United States District Court, S.D. Texas, Houston Division

November 6, 2017

AHARON L. ATOMANCZYK, TDCJ #736187, Plaintiff,
v.
TEXAS DEPARTMENT OF CRIMINAL JUSTICE, et al., Defendants.

          MEMORANDUM OPINION AND ORDER

          SIM LAKE UNITED STATES DISTRICT JUDGE

         State inmate Aharon L. Atomanczyk has filed a First Amended Complaint for Injunctive and Declaratory Relief, Damages, and Attorneys' Fees ("Amended Complaint") (Docket Entry No. 21), against the Texas Department of Criminal Justice ("TDCJ"), Executive Director Bryan Collier, and Senior Warden Wayne Brewer of the Stiles Unit in Beaumont. Now pending is Defendants Texas Department of Criminal Justice, Bryan Collier, and Wayne Brewer's Motion for Summary Judgment Limited to Exhaustion of Administrative Remedies ("Defendants' MSJ") (Docket Entry No. 38) . Atomanczyk has filed Plaintiff's Response in Opposition to Defendants' Motion for Summary Judgment Limited to Exhaustion of Administrative Remedies ("Plaintiff's Response") (Docket Entry No. 43), to which the defendants have filed Defendants Texas Department of Criminal Justice, Bryan Collier, and Wayne Brewer's Reply in support of their Motion for Summary Judgment Limited to Exhaustion of Administrative Remedies ("Defendants' Reply") (Docket Entry No. 44) . After considering all of the pleadings, the exhibits, and the applicable law, the court will deny Defendants' MSJ for the reasons explained below.

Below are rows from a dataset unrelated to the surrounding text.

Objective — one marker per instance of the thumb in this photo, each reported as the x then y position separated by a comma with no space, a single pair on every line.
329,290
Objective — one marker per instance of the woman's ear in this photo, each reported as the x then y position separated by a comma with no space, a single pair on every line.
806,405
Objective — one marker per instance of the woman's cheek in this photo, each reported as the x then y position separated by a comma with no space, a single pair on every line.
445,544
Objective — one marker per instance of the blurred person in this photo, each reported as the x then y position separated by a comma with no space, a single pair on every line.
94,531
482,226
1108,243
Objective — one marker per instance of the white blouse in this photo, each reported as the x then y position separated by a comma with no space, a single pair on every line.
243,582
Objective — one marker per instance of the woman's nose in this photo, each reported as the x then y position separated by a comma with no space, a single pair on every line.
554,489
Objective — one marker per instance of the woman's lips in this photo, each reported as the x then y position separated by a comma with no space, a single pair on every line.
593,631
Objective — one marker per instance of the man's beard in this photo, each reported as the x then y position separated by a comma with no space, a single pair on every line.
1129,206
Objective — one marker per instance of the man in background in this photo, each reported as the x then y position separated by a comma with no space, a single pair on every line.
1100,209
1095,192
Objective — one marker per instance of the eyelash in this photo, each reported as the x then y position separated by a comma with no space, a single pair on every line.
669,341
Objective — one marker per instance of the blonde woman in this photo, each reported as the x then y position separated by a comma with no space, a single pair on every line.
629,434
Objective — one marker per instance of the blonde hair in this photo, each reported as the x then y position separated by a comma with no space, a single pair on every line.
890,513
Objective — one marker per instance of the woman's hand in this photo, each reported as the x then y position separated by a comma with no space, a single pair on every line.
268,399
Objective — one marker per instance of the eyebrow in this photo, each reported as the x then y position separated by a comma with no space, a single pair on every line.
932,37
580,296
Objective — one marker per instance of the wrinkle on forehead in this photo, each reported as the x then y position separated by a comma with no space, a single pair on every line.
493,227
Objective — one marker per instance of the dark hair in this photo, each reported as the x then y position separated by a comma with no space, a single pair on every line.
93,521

         I. Background and Procedural History

         This case concerns Atomanczyk's accommodations and access to religious services while incarcerated in TDCJ. Atomanczyk describes himself as an "Ultra-Orthodox Jewish" inmate, [1] who is "permanently disabled" as the result of multiple sclerosis.[2] From 2013 to 2015 Atomanczyk was assigned to the Stringfellow Unit in Rosharon, where he participated in TDCJ's "Enhanced Jewish Services Program."[3] The Enhanced Jewish Services Program, which is only available at the Stringfellow Unit, reportedly features a "kosher meals program, Jewish studies program, chaplaincy program, and prayer services program."[4] Thus, as a participant in this program, Atomanczyk had access to meals prepared in "a kosher kitchen providing a nutritionally sufficient kosher diet, weekly communal Shabbat prayer services at the direction of an ordained Orthodox rabbi, daily communal prayer services, weekly rabbinic visits, and on-site chaplaincy services."[5]

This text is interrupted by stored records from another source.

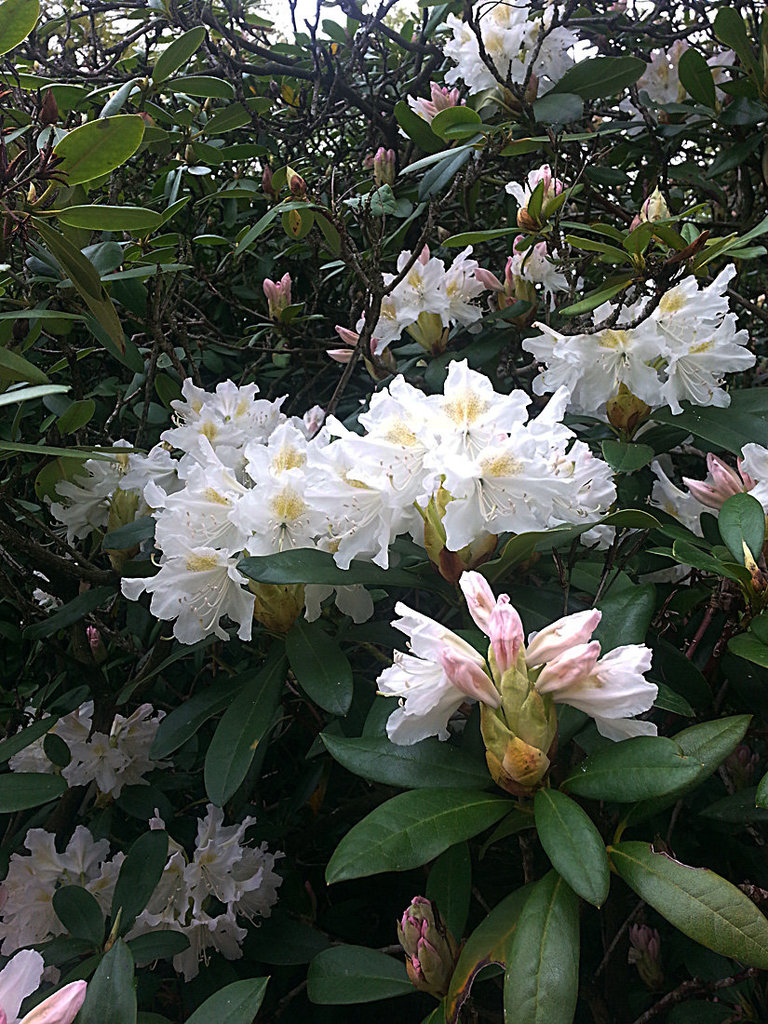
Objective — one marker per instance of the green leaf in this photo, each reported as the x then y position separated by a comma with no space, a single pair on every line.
741,521
23,739
244,725
695,77
17,18
625,458
541,984
111,997
80,913
488,943
98,146
600,77
86,281
19,791
177,54
429,764
236,1004
413,828
417,128
70,613
573,845
322,669
633,769
139,875
697,902
111,218
450,886
344,975
15,368
205,87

         To accommodate Atomanczyk's disability, which is "degenerative and will worsen over time, " prison classification officials have limited his housing options to "single-level medical units" operated by TDCJ.[6] As a result, Atomanczyk was transferred from the Stringfellow Unit to the Jester III Unit in December of 2015.[7]The Jester III Unit, however, only offers a "Basic Jewish Services Program, " which does not offer inmates the same opportunity to exercise their religious beliefs as the Enhanced Jewish Services Program that is available only at the Stringfellow Unit.[8] Most notably, the Jester III Unit lacks a kosher kitchen.[9]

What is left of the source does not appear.